Komutan hangi ülkenin komutanı?

KKTC'yi bağımsız bir devlet olarak dünyaya kabul ettirmek için mücadele veren Türkiye Cumhuriyeti'nin komutanı!

Bir yönde milli marş okunmadığı, bayrak asılmadığı için başka bir ülkenin başbakanını azarlayan, elini sıkmayan, Türklüğünü sorgulamak hakkını kendinde gören bir komutanla temsil edilen ülke, diğer yönde aynı ülkenin bağımsız bir devlet olarak kabul edilmesini isterse; yabancı ülkeler o ülkeye "Sen önce kendin KKTC'nin bağımsız bir devlet olduğunu hazmet, sonra bizden talep et" demezler mi?

***

Üstüne üstlük; Başbakan komutana sıkmak üzere elini uzatıyor ve "sitem" el havada bırakılarak, Başbakan'ın elini sıkmak açıkça reddedilerek ifade ediliyor!

Bu da yetmiyor, komutan Başbakan'dan "Türklüğünü kanıtlamasını" istiyor.

Başbakan'ın Türklüğünü kanıtlama mecburiyeti, komutanın da kanıtı kabul edip-etmeme yetkisi var!

Ada'ya barış götürmeye giden komutan barışı başbakan azarlayarak temin etmeye çalışıyor!

***

Bu haber nedense bana Ömer Seyfettin'in "Diyet" adlı hikayesini hatırlattı.

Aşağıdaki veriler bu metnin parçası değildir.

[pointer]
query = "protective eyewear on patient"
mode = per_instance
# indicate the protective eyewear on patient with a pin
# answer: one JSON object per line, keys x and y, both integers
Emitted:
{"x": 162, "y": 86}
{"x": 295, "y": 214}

Bir gün KKTC'den birileri çıkar, TC'de birilerine "Al diyetini geriye" derse, ona kızma hakkımız olmayacaktır.

***

Soydaşlarımızın canını, malını, haklarını savunarak tabii ki ulvi bir görev yaptık.

Tabii ki, onların Türk olduklarını unutmamalarını istemek hakkımız.

Ama, onların farklı bir halk, farklı bir devlet olduğunu bizzat biz inkár edersek; yedi düvele KKTC'ye saygı duymayı öğretemeyeceğimiz gibi, Türkiye Cumhuriyeti'ni de kendi tezlerini kendi çürüten basit bir ülke seviyesine indirgeriz.

Bence kimsenin ne KKTC'ye, ne de TC'ye bunu yapma hakkı yoktur!